Balwant was the grand-father of the deceased Rajendra and he had only a

son Elam Singh, father of the deceased. Elam Singh had two sons

Rajendra(deceased) and Anoop Singh. Pradeep P.W.2 is the son of Anoop

Singh. Appellant’s house is 15 yards away from the house of Pradeep.

Describing about the actual incident informant had stated that he had gone

to the deceased's house without any special reason in a routine manner and

the deceased at that time had consumed two glasses of milk. It was further

evidenced that post assault injured Rajendra was carried to Bohra Nursing

Home in the rented car of Kalu Nai, who had a rented car business. Car

was brought to a distance of500 meters from the spot of shooting and was

parked in front of the house of Dhramveer, a grocer. Injured/deceased

Rajendra was lifted in the laps up to the car by the informant, Raju, Om

Prakash, Rajpal and Chintu and P.W.2 had accompanied them and in

between two places deceased's blood had trickled down. Cloths of the

informant were also soaked with blood while lifting the deceased up to the

car. Rajpal, Vedpal, Bittu and Pradeep had accompanied the informant and

the injured up to Shamli Hospital/ Bohra Nursing Home. They had started

for the hospital at quarter past seven and they had taken the route of

Saharanpur trisection. It was at that road trisection, which was 15 kms

prior to Bohra Nursing Home, that the informant had sensed that injured

Rajendra had lost his life, but even then he was brought to the Nursing

Home, at 8-8.30 A.M., where he was pronounced dead and consequently

his cadaver was brought back to his village and was placed on a cot in the

enclosure (gher), where the blood had dripped down.
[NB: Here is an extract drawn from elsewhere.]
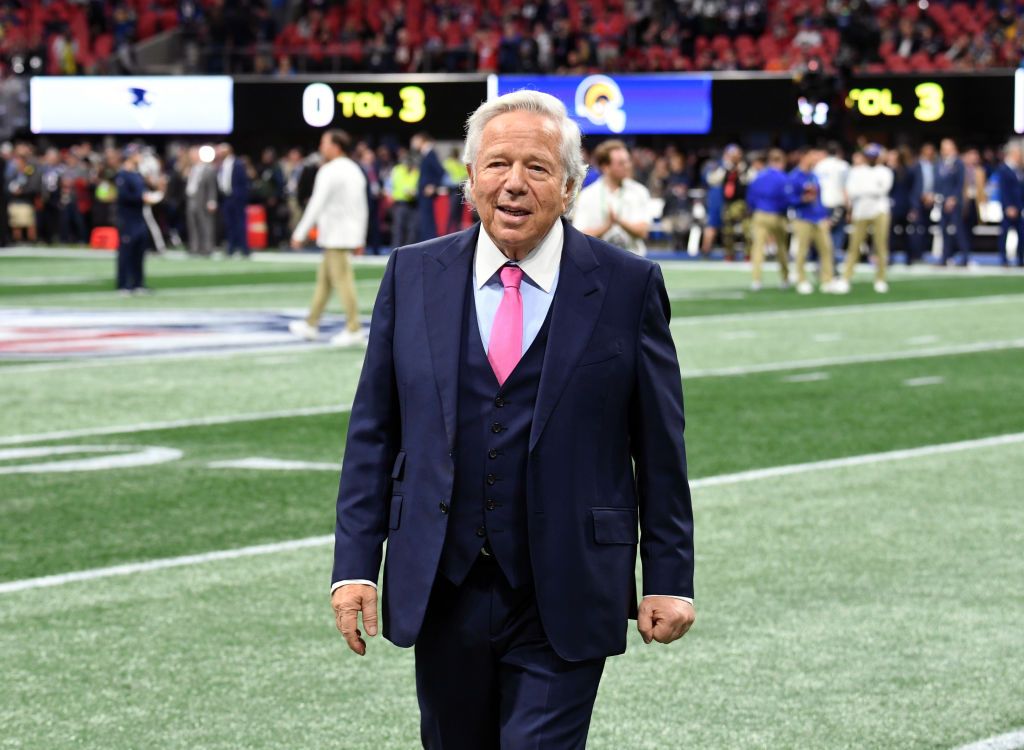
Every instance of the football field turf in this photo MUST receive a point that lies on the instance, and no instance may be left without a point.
(858, 529)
He has further

testified that he had returned to his village after the autopsy examination

on the following day at 12 in the noon and so long as the deceased was not

cremated, he had not changed his cloths. He had further stated that no

certificate was issued by Bohra Nursing Home. Informant has expressed his

inability to divulge topographical situation of the district hospital

Muzaffarnagar, while admitting the fact that in his village there is a

8

Government Hospital. On further being probed informant PW 1 has further

deposed that the police had arrived in the village at about 2 or 2¼ P.M. and

it remained there till 3.30 – 4 P.M. and corpse of the deceased was

removed only after documentary formalities for further actions were

completed near the cadaver of the deceased. Informant and scribe

Paramjeet had accompanied hearse of the deceased on a motorcycle to the

police lines Muzzafarnagar and then to the mortuary. Some insignificant

omissions have been asked from P.W.1 to which he had expressed his

ignorance. Informant has further disclosed that he had sprinted towards

west raising hue and cry and from that direction only the two witnesses

Vedpal and Pradeep Kumar P.W. 2 had arrived at the incident scene. He had

further deposed that first fire on the chest of the deceased from a distance

of 1 or 1 ½ paces west was made when he was in front of the house of Mir

Hasan and second fire was made at him when the informant and the

witnesses had arrived at the house of Sukhbir. Deceased had not squatted

on the ground receiving first fire arm injury. It was also testified that the

shot had entered in the head and had exited from the nose and the shot

was fired from a distance of 2-4 inches. Deceased had fallen down at a

distance of one yard away from where he was shot at first. Informant P.W.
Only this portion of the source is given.